On one of those nights, I stayed awake later than usual, so committed, so spellbound.  I measured the bulk of  the remaining pages in my hand, questioning whether I should turn in and finish the next day or keep going.  I kept going.  And then I finished.  If I tried hard enough, I could probably explain to you why the book resonated so deeply with me, it’s about unconventional people, it’s about complicated relationships with religion, it takes place in New England (and Canada).  There is also something about the ending, the theme of fulfilling the perceived will of God, that spoke to the 21 year old version of me on his final chapter of undergraduate life at a Bible college.

All this is to say that I remember this vividly, that the moment I read the last line of A Prayer for Owen Meany,  “O God—please bring him back! I shall keep asking You,” I shut the book and started weeping.  I lay on my little dorm super single bed with a royal blue Montgomery Ward bedspread and wept for poor dead Owen Meany and broken John Wheelwright and John Irving for being so brilliant and for me, preparing to go into the real world and not feeling equipped to do so.  And I cried until I was done and then I wiped my tears and put the book on my shelf, took off my glasses and went to sleep.

And right now, just thinking about that experience, that kinship, I am there in that January in Missouri cold dorm room, under those covers, reading a book about the world out there, beyond Joplin.

If you’ve read this far, you are probably on your own journey, thinking about that book or maybe two that you read at that time, such an impressionable time.  And you felt like John Irving or maybe Alice Hoffman or maybe Armistead Maupin or maybe James Joyce had written something specifically, singularly just for you.  And what a gift, when you think about it: you will carry that book with you forever, wherever you go.

San Francisco Stories

I love a used book store. I love uncovering a treasure, a biography of an actor that I never knew existed or a great novel by an author I’ve never heard of. But also, I love that every book tells a story, many tell more than one.

I am on the plane back from New York as I type. It’s not outside the realm of possibility that I’ll be blogging about the trip for days to come, but this is not necessarily a New York story. Yet, New York plays her role here, too.

I was browsing in Mid-town along 8th avenue and popped into a thrift store that I like to visit when I’m in NY. I found a book, San Francisco Stories, a collection of pieces written by famous writers about San Francisco, a city I love and a city where I once lived. I vacillated about buying it until I saw the inscription inside the jacket:

Michael-
Here’s thanks for your many kindnesses. I had some fun with this book. I hope you will, too.

10/26/92

Steve K******

It’s a simple inscription, clearly Steve was thanking Michael for something. He actually wrote his own short story in a collection of short stories and in some ways, so far anyway, it’s the most captivating. I want to know who Steve is. Will I learn more about him by reading this book? Maybe. Steve thought enough of it to buy it and gift it.

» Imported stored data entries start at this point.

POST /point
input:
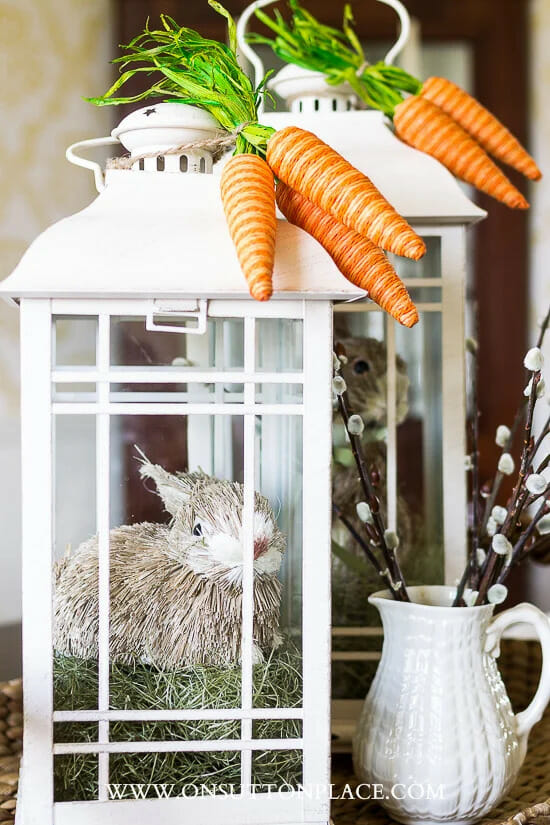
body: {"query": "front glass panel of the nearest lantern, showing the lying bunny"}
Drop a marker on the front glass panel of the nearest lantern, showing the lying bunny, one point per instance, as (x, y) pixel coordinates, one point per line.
(137, 411)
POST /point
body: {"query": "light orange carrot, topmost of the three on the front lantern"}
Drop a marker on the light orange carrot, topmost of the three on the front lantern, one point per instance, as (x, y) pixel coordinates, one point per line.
(306, 164)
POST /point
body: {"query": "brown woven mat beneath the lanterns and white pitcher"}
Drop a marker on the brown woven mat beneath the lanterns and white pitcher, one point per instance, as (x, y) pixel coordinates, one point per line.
(520, 664)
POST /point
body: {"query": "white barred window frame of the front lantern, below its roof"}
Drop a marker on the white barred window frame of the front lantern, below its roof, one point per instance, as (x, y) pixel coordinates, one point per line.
(39, 410)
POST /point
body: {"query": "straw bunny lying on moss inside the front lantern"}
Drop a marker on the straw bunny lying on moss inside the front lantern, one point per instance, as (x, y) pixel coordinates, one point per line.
(176, 589)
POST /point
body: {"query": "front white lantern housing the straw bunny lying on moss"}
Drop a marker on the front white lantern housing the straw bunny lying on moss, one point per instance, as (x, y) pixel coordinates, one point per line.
(249, 385)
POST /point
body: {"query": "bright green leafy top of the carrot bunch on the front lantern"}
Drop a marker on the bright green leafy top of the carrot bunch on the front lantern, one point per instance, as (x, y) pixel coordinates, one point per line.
(188, 68)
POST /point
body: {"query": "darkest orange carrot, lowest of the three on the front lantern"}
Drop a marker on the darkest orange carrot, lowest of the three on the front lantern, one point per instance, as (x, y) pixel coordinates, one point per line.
(357, 258)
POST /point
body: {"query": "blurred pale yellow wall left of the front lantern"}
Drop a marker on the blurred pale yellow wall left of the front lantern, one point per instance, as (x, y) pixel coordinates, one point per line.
(52, 52)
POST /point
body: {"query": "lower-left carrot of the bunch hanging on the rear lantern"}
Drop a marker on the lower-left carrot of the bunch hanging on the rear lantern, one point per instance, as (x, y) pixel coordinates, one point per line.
(422, 124)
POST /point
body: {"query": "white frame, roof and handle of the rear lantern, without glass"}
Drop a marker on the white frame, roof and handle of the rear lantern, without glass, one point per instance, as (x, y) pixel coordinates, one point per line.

And then there is the mystery of Michael, did he hate it or perhaps even hate Steve and that’s why it ended up in a thrift store? Did he deposit it here because he moved away? And because I am gay man living in a certain time in history, I do wonder if Michael, or Steve for that matter are even still with us. I hope so.

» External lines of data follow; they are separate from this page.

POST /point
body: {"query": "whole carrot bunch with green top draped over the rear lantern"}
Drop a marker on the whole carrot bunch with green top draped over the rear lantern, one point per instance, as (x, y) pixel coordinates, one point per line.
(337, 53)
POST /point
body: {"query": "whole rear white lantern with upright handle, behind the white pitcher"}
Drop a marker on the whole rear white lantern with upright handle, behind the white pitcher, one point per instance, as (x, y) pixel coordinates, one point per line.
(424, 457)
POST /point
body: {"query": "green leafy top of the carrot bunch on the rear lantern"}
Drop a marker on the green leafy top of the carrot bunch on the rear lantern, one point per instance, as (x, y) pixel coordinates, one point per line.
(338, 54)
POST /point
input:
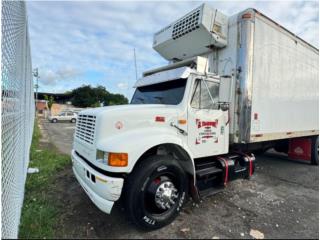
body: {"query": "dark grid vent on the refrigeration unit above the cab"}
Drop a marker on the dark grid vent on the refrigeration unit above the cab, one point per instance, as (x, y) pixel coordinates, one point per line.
(186, 25)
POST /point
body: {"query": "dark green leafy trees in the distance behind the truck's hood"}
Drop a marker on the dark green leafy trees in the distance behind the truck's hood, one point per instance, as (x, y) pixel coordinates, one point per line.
(87, 96)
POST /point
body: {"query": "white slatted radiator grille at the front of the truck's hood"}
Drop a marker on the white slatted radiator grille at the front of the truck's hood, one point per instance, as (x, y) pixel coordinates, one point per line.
(85, 128)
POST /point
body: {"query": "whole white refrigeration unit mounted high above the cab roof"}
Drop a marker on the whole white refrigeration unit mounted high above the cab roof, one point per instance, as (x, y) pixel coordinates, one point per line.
(194, 34)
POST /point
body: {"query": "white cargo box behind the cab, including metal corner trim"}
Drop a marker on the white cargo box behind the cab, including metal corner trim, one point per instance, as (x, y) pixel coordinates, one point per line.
(276, 94)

Also, it occurred to me that since I lived in Manhattan in 1992, I might have known them or passed by them on the street. Maybe we frequented Splash or Uncle Charlie’s on the same nights or shared a lane at the Carmine Street Pool or ate at cramped nearby tables at MaryAnn’s. Maybe we auditioned for the same plays or NYU student films? Who knows?

It’s humbling and comforting that a book can live on after we lose interest or even perhaps pass on from this earthly plane. It can travel from hand to hand and touch soul after soul. Obviously, all art is like that.

So, I don’t really know how many of these San Francisco stories I will read, but I’m glad I bought the book. It seems like it’s already brought me $4 worth of joy. And maybe some day it will find it’s way into the hands of another, and I hope that person will appreciates it, too.